À la lumière de ce qui précède, le Bureau a communiqué ses préoccupations en matière de concurrence pour les deux parties. À la suite d’une longue discussion avec le Bureau concernant ces inquiétudes, Bell Aliant a accepté d’octroyer à Eastlink un DIU, sur une période de 20 ans, de 2 à 4 torons de fibre sur l’entièreté du réseau de liaison terrestre d’Ontera, au sud de Kapusksing, en Ontario. Le Bureau a effectué un important test de marché concernant cette entente. Il est convaincu que celle-ci permet de régler les problèmes de concurrence. À la lumière de cette entente, il est peu probable que la transaction proposée empêche ou diminue la concurrence pour ce qui est de la vente de services de télécommunication pertinents dans les collectivités concernées. Par conséquent, le Bureau ne contestera pas la fusion proposée.

Les collectivités concernées sont les suivantes :

  • Chapleau
  • Fauquier
  • Matheson
  • South Porcupine
  • Cobalt
  • Haileybury
  • Moonbeam
  • Smooth Rock Falls
  • Earlton
  • Kapuskasing
  • New Liskeard
  • Swastika
  • Englehart
  • Kirkland Lake
  • Opasatika
  • Timmins

Le Bureau continue de reconnaître que la concurrence sur les marchés de télécommunications est fondamentale pour une économie numérique moderne, et il n’hésitera pas à prendre des mesures d’application s’il établit que des fusions réalisées dans cette industrie risquent d’empêcher ou de diminuer sensiblement la concurrence.

Le Bureau de la concurrence, en tant qu’organisme d’application de la loi indépendant, veille à ce que les entreprises et les consommateurs canadiens prospèrent dans un marché concurrentiel et innovateur.
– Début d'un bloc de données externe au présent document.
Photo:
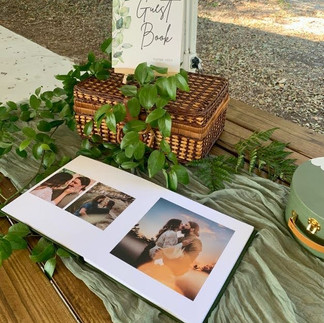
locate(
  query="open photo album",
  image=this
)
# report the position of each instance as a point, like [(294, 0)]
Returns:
[(174, 252)]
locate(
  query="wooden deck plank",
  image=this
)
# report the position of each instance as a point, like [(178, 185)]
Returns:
[(300, 139), (233, 133)]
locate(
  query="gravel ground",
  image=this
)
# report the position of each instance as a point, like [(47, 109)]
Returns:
[(272, 51)]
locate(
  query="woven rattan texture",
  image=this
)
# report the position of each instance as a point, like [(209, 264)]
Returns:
[(192, 108), (198, 117)]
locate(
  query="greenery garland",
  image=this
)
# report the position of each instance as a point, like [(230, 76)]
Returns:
[(38, 119)]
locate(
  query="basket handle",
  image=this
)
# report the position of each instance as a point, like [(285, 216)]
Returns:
[(308, 242)]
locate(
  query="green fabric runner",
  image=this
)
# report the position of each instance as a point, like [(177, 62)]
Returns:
[(277, 280)]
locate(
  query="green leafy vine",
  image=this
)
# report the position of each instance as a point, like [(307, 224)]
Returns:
[(28, 129), (254, 152)]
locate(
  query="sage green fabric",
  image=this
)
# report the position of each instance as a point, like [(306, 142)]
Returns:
[(277, 280)]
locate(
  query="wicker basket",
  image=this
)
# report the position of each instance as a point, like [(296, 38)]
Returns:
[(198, 116)]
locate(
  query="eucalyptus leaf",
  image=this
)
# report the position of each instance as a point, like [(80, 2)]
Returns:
[(182, 83), (16, 241), (37, 150), (119, 23), (130, 138), (172, 87), (161, 102), (56, 123), (88, 127), (165, 146), (111, 121), (85, 144), (129, 151), (102, 111), (134, 107), (129, 165), (19, 229), (5, 249), (34, 102), (182, 173), (155, 162), (134, 125), (44, 254), (126, 25), (119, 112), (124, 11), (44, 126), (129, 90), (12, 105), (173, 180), (49, 159), (106, 46), (165, 124), (21, 153), (24, 144), (160, 70), (141, 72), (49, 267), (139, 150), (38, 90), (91, 57), (148, 96), (155, 115), (63, 253)]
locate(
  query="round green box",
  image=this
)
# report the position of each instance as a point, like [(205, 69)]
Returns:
[(305, 208)]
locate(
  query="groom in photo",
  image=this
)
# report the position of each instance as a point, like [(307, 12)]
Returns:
[(191, 246)]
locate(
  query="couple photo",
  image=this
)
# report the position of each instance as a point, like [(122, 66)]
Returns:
[(100, 205), (174, 246)]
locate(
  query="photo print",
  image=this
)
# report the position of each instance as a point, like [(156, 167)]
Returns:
[(100, 205), (62, 188), (174, 246)]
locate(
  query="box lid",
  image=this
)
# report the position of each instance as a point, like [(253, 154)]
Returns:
[(308, 185)]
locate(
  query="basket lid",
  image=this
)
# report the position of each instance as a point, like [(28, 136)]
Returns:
[(205, 95)]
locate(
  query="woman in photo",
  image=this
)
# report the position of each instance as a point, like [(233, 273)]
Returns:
[(166, 238), (56, 182), (98, 205)]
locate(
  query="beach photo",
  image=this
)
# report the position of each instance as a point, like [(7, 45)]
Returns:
[(174, 246)]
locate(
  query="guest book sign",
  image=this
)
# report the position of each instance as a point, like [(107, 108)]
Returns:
[(147, 31)]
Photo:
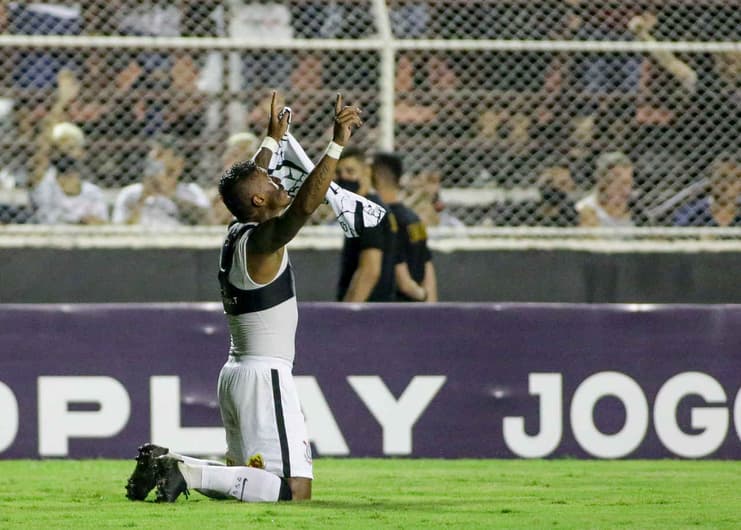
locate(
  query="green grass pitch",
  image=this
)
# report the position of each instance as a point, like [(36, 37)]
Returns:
[(396, 493)]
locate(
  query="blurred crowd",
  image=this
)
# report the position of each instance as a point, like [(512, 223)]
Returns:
[(139, 136)]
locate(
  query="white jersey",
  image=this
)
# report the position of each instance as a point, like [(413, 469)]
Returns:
[(258, 399), (268, 328), (604, 218)]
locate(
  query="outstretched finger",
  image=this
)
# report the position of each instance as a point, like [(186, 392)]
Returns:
[(349, 111)]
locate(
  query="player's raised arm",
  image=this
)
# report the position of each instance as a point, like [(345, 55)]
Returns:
[(273, 234), (277, 128)]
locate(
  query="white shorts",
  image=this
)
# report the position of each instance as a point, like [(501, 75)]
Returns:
[(262, 416)]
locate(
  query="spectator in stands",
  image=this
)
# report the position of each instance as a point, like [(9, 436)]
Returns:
[(556, 207), (422, 194), (609, 204), (60, 191), (367, 261), (62, 197), (161, 198), (414, 271), (689, 105), (722, 204)]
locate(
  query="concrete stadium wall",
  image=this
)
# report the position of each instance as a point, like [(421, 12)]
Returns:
[(37, 275)]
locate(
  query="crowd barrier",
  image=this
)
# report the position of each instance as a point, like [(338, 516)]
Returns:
[(447, 381)]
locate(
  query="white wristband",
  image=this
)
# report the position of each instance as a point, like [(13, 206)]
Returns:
[(333, 150), (270, 144)]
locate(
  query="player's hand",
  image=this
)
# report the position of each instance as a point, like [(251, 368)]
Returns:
[(345, 120), (278, 124)]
Le présent énoncé de position n’est pas un document juridique. Les conclusions du Bureau, telles qu’elles y sont exposées, ne constituent ni des conclusions de fait ni de droit ayant subi l’épreuve d’un tribunal administratif ou judiciaire. Qui plus est, ces conclusions ne sauraient indiquer que telle ou telle partie s’est livrée à un comportement illégal.

Cependant, afin de renforcer la transparence et la communication avec les intervenants, le Bureau peut publier dans des énoncés de position les résultats de certains de ses examens de fusions et de ses enquêtes menés en vertu de la Loi sur la concurrence. Dans le cas de l’examen d’une fusion, l’énoncé de position donnera un aperçu de l’analyse de la transaction proposée et en résumera les principales constatations. Dans le cas d’une enquête, il présentera le sommaire des résultats. Le lecteur se doit d’interpréter les énoncés de position avec discernement. Les décisions liées à l’application de la loi sont prises au cas par cas, et les conclusions exposées ici ne se rapportent qu’au cas dont il est question et ne lient aucunement le commissaire de la concurrence.